I perched on the edge of my tumble-down porch furniture and decided to not-read. It was a little chilly and a little too breezy to cozy into a book. Matt had come out with me to wait for the bus, so we visited a little. I asked how he liked Public School and we talked about the different classes. It was nice.
I also concentrated on listening to the sounds of spring. The meadowlarks were calling. My wind chimes were gently chiming.
I got my chimes for Christmas many years ago from my mom. They are bronze pipes and they are of lengths that blend into a pleasing harmony. When we first moved here, I had them out on our front porch and they drove Joe nuts with their constant clanging. And truly, they did clang and gong and bong. It is very windy here. The clanging of the chimes was beyond the pleasant harmonies one expects of wind chimes and would more accurately have been described as a cacophony.
Joe would bring the chimes in for a few moments of silence when their stridency got to be too much to bear (stri·dent adj. Loud, harsh, grating, or shrill; discordant. I'm using the loud, harsh and shrill definitions here, not the grating or discordant, mind you). After a few days respite, I'd stubbornly hang the chimes back out. At some point during the summer, the little wooden paddle at the bottom broke off, from the blustery assault to which it was constantly subjected. I tried a few times to fix it in one way or another and eventually gave up.
We brought them at the end of summer and put them in the closet on a shelf. Where they sat for several years. I guess knowing they drove Joe nuts, I didn't want to plague him. Eventually, during a cleaning rampage, I discovered the chimes on the closet shelf and was overcome with a desire to hear their mellow tones. I suppose the intervening years had softened my memory of what the local winds did with the pipes.
After I once again hung them from their hook on our front porch, I made a pleasurable discovery. Without the wooden paddle hanging from the center (yes, the very paddle I tried numerous times to reattach), without this paddle, the chimes were very pleasant. As they were designed to be in any less windy domicile. The remaining string with it's little knot at the end provides just the needed resistance to gently knock the musical pipes together in the pleasing harmonies they were intended to produce. What a discovery!
And so our paddle free wind chimes are the perfect addition to our summer enjoyment. Their dinging is pleasant in all but the most aggressive northwest Minnesota winds. We can hear them gently calling their songs throughout our days, but they no longer rattle our brains.

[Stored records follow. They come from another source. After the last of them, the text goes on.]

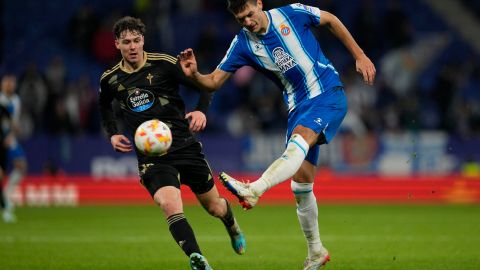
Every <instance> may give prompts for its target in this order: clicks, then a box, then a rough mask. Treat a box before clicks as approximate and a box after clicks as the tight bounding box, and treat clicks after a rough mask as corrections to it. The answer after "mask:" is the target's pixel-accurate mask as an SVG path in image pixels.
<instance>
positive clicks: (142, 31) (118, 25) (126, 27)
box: [113, 16, 145, 39]
mask: <svg viewBox="0 0 480 270" xmlns="http://www.w3.org/2000/svg"><path fill="white" fill-rule="evenodd" d="M125 30H128V31H130V32H133V33H135V32H136V33H139V34H141V35H142V36H144V35H145V24H144V23H143V22H142V20H140V19H138V18H134V17H130V16H125V17H123V18H121V19H120V20H118V21H117V22H115V24H114V25H113V33H114V34H115V38H116V39H119V38H120V35H121V34H122V33H123V31H125Z"/></svg>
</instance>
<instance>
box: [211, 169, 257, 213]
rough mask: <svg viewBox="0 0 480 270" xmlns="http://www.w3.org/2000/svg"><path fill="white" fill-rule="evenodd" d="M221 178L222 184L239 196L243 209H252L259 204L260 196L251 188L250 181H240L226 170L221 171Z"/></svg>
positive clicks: (226, 187)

And so this morning I was out on my front porch not-reading. But listening. And feeling the cool breeze. And just drinking in, along with my coffee, thoughts of spring and the coming summer and the end of another winter's hibernation.
The Year's at the Spring
by Robert Browning
The year's at the spring
And the day's at the morn;
Morning's at seven;
The hillside's dew-pearled;
The lark's on the wing;
The snail's on the thorn:
God's in His heaven-
All's right with the world!
1 comment:
Your post, combined with the poem, paints a lovely picture.